The Oregon Supreme Court faced a similar situation in State v. Middleton (1983), 294 Or. 427, 657 P.2d 1215. In that case a father was charged with raping his fourteen-year-old daughter. At one point before trial, the daughter recanted her testimony. The State's expert testified that the stress on a child from an intra-family sexual assault can cause denial to occur. In holding that such testimony did not invade the province of the jury, the court stated:
"It would be useful to the jury to know that not just this victim but many child victims are ambivalent about the forcefulness with which they want to pursue the complaint, and it is not uncommon for them to deny the act ever happened. Explaining this superficially bizarre behavior by identifying its emotional antecedents could help the jury better assess the witness's credibility."
Middleton, 657 P.2d at 1220.
A Hawaii Supreme Court decision is in line with the Myers and Middleton cases. State v. Kim (1982), 64 Haw. 598, 645 P.2d 1330. The court held that the admission of expert testimony was proper:
"When . . . the nature of a witness' [sic] mental or physical condition is such that the common experience of the jury may represent a less than adequate foundation for assessing the credibility of a witness, the testimony of an expert is far more likely to be of value, and thus more likely to be admissible when its probative value is measured against its prejudicial effects."
Kim, 645 P.2d at 1337.
In the case before us, two expert witnesses testified as to the victim's emotional condition at the time they interviewed him. On cross-examination, Dr. Stratford gave the following testimony:
"Q. [Mr. Wilson, defense counsel] What I'm talking about is the length of time that you were with this little boy, the amount of time that you had to be with him, based on that time you were able to come up with a conclusion and render an opinion. That's all.
"A. [Dr. Stratford] That's correct. Based on my time spent, it's my professional opinion that the boy had been traumatized and physically abused by someone. As I said twice before, though, that's ultimately a jury question."
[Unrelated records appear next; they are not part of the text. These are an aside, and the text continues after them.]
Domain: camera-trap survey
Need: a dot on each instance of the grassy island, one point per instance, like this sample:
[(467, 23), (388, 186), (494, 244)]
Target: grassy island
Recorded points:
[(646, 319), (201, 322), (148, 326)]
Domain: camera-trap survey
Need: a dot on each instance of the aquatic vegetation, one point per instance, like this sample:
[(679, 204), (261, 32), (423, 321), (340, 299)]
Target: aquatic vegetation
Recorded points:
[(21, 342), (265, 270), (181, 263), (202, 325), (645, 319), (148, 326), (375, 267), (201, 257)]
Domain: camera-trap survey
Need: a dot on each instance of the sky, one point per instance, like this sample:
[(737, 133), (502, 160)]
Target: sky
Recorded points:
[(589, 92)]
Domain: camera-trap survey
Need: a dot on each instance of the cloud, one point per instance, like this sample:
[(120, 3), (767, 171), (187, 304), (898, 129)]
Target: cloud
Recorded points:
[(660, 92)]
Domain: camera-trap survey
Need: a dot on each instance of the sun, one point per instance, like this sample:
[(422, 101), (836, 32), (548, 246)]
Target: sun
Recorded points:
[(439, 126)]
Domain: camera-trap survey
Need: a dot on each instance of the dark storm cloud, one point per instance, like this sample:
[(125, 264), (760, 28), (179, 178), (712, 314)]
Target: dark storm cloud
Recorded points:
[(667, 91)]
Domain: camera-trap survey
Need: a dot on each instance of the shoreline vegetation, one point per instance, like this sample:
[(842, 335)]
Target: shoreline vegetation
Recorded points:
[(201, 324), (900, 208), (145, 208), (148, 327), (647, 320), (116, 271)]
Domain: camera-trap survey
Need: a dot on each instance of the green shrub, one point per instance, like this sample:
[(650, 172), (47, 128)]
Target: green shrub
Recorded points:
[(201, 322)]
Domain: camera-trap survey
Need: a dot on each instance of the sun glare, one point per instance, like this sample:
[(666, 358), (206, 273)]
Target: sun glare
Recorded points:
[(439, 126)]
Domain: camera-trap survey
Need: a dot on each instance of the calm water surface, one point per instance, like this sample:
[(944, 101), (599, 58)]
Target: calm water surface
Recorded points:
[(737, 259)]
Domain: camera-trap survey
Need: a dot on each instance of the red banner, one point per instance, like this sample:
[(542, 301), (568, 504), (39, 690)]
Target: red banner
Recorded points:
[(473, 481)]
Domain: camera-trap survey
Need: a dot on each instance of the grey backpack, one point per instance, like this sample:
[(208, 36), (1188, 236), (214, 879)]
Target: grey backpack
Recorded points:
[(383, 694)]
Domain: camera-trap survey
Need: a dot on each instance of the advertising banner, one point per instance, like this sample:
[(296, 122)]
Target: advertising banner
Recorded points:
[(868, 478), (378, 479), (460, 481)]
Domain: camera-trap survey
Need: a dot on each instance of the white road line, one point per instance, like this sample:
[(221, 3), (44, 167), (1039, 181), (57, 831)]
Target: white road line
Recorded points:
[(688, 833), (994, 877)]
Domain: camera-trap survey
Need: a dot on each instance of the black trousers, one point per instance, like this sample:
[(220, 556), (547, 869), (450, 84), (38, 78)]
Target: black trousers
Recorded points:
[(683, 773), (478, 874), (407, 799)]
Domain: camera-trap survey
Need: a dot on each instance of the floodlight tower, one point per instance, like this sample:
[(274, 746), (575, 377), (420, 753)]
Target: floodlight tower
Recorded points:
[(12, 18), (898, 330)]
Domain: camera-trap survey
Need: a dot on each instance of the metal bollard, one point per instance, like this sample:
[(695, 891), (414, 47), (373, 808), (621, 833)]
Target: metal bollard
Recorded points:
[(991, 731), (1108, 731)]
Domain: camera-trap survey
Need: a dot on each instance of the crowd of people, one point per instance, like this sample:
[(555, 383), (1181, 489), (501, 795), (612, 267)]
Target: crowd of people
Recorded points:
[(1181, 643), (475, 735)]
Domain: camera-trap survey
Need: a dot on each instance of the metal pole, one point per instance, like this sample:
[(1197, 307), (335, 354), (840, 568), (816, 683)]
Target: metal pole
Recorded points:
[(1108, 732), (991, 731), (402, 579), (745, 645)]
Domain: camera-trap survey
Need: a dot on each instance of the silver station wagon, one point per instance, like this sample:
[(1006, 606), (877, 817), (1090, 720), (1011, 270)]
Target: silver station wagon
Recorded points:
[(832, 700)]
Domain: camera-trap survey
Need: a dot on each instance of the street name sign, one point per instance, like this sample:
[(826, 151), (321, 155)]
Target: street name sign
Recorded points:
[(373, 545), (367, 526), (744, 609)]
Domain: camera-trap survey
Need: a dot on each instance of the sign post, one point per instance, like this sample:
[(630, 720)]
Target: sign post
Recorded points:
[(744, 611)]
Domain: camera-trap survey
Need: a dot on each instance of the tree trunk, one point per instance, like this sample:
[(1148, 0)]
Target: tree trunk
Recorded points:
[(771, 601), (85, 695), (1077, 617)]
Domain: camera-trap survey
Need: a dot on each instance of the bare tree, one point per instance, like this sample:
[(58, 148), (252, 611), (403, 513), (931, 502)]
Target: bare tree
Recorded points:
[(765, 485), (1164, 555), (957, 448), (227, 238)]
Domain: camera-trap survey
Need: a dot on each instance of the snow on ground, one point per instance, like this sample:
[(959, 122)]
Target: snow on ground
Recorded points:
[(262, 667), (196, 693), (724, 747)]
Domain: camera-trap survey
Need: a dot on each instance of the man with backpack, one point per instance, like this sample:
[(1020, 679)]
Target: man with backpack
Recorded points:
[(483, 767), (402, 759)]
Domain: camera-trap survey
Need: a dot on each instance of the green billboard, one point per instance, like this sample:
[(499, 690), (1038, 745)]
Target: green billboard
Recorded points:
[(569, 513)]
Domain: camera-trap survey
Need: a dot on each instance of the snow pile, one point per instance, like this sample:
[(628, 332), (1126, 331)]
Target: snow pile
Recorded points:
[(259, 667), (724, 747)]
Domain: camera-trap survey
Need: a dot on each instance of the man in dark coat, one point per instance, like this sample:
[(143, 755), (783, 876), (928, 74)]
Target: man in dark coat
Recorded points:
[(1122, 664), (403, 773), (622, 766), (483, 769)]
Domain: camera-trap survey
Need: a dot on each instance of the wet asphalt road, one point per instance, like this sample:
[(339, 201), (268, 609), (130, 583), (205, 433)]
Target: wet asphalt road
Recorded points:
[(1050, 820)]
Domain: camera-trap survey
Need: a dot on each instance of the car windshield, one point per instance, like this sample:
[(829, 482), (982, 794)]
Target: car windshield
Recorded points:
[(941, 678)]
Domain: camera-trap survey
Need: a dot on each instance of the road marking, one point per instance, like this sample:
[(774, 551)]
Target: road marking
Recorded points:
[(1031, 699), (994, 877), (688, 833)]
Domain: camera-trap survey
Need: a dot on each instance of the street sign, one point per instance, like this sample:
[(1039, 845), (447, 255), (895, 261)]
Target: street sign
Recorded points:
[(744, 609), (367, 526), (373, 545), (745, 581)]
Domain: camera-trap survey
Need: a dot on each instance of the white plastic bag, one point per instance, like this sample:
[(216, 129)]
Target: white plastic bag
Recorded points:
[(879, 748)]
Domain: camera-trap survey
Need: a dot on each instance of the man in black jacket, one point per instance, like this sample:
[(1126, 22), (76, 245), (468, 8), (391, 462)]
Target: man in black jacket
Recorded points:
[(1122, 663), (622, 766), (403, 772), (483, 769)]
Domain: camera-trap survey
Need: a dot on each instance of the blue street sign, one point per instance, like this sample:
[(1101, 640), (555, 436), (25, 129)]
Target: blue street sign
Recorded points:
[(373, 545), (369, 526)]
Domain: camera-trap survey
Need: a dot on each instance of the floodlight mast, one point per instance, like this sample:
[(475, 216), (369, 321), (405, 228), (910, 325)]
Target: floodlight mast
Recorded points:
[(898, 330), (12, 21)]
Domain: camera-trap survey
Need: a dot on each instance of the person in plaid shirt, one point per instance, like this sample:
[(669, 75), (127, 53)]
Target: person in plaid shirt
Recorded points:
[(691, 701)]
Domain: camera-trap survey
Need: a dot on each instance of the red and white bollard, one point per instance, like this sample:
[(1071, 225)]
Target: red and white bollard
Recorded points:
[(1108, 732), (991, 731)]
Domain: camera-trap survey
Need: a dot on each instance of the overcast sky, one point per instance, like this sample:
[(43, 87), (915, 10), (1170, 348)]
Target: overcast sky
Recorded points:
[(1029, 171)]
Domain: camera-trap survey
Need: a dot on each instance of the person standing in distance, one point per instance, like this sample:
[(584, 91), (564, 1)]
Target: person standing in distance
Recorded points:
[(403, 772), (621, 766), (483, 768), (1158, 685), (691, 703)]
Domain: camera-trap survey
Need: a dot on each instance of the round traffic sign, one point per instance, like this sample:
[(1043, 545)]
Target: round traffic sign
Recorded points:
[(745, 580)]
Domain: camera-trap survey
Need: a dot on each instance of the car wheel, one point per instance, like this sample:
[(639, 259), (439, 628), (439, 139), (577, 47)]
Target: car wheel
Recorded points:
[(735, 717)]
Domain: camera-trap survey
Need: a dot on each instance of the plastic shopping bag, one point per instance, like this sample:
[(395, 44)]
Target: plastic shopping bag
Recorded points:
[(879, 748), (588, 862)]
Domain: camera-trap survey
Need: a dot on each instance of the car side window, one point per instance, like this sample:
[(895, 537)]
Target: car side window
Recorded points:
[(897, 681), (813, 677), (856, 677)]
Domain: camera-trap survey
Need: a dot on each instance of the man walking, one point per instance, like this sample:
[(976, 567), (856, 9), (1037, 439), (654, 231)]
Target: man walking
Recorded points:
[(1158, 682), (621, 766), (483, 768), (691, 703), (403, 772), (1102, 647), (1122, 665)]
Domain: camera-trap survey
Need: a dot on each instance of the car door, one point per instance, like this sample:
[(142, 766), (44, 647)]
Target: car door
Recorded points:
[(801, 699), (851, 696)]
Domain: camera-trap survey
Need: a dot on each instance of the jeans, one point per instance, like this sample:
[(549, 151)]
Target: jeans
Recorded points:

Dr. Jenni's testimony as to her findings and conclusions is set out below:
"Q. What is your general experience with children in this area?
"A. General experience is that children don't make up such stories, and the research also backs that up. That it's like well under five percent of the cases that it's ever found out not to be true.
"Q. Dr. Jenni, do you have an opinion as to whether Shane was sexually assaulted?
"Q. What is that opinion?
"A. I believe that he was.
"Q. What do you base that on?
"A. I base that on the story that he told me and that it was very credible. It was consistent. It was very anxiety producing for him. I mean he — he was not lying, and my general impression was that he was telling me the truth. That was a very painful story. That he would not have made up a story that was so painful to him."
We hold that expert testimony was admissible for the purpose of helping the jury to assess the credibility of a child sexual assault victim. The expert testimony in no way impinged upon the jury's obligation to decide the victim's credibility. It merely enlightened the jurors on a subject with which many or most jurors have no common experience they can use to judge the victim's credibility. The victim in this case waited over three weeks before reporting the assault which, according to the expert testimony given in this case and others, is not uncommon for children subjected to sexual abuse. Young children are often unaware or uncertain of the criminality of the abuser's conduct and feelings of confusion, shame, guilt and fear often delay disclosure of the abuse for an indefinite period of time. Myers, 359 N.W.2d at 610.
The jury had the discretion to accept or reject the expert testimony in its entirety and in the end they were the sole judge of the child's credibility. The expert testimony was properly admitted.
MR. CHIEF JUSTICE TURNAGE and MR. JUSTICES WEBER, SHEEHY, HUNT, HARRISON and MORRISON concur.